Shanmukhapriya
- Arohanam: S R₂ G₂ M₂ P D₁ N₂ Ṡ
- Avarohanam: Ṡ N₂ D₁ P M₂ G₂ R₂ S

= Shanmukhapriya =

56th raga in the Melakarta

Shanmukhapriya is a ragam in Carnatic music (musical scale of South Indian classical music). It is the 56th melakarta rāgam (parent scale) in the 72 melakarta rāgam system of Carnatic music. It is called Chāmaram in Muthuswami Dikshitar school of Carnatic music. It is said to be borrowed into Hindustani music from Carnatic music. Many compositions on Lord Murugan and Lord Shiva are based on this raaga.

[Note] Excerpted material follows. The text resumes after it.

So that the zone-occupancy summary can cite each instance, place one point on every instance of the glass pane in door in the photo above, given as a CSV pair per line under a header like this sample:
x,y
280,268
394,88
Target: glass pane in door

==Structure and Lakshana==

Shanmukhapriya scale with shadjam at C

It is the 2nd rāgam in the 10th chakra Disi. The mnemonic name is Disi-Sri. The mnemonic phrase is sa ri gi mi pa dha ni. Its ' structure (ascending and descending scale) is as follows (see swaras in Carnatic music for details on below notation and terms):

This scale uses the swaras chatushruti rishabham, sadharana gandharam, prati madhyamam, shuddha dhaivatam and kaisiki nishadam. As it is a melakarta rāgam, by definition it is a sampoorna rāgam (has all seven notes in ascending and descending scale). It is the prati madhyamam equivalent of Natabhairavi, which is the 20th melakarta scale.